Der Gegenstandswert der Rechtsbeschwerde wird auf 50.000 festgesetzt.
Gründe:
Der Senat nimmt zunächst auf die Gründe im Beschluss vom heutigen Tag in dem parallel gelagerten Verfahren mit den identischen Beteiligten Bezug (I ZB 43/02) [vgl. http://www.aufrecht.de/1732.html]. Diese Erwägungen gelten auch hier.
Soweit die Rechtsbeschwerde darüber hinaus beanstandet, daß das Bundespatentgericht ohne Veranlassung eines Sachvortrags der Beteiligten eine Internet-Recherche durchgeführt hat, ohne die Markeninhaberin hierauf hingewiesen zu haben, führt auch das zu keinem anderen Ergebnis.
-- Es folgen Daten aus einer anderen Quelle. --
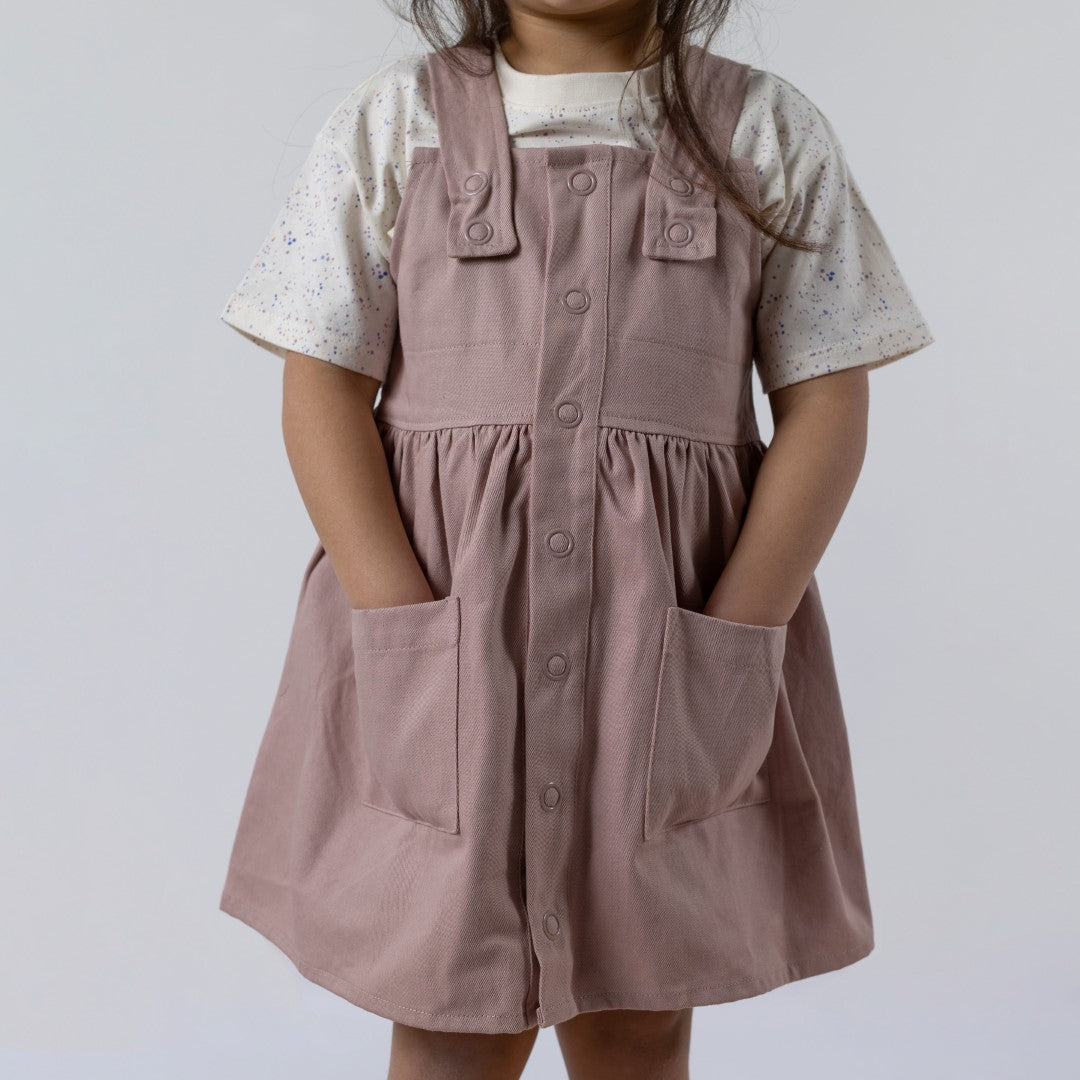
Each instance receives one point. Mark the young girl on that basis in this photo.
(558, 740)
Bei der Verwertung des Ergebnisses der Recherche mit der Suchmaschine "Google" handelt es sich um eine Zusatzerwägung über den Fortbestand der beschreibenden Verwendung des Begriffs "Energieketten". Die Ermittlung des Verständnisses dieses Begriffs über Internet-Recherchen war bereits Gegenstand der Auseinandersetzungen der Parteien vor dem Deutschen Patent- und Markenamt.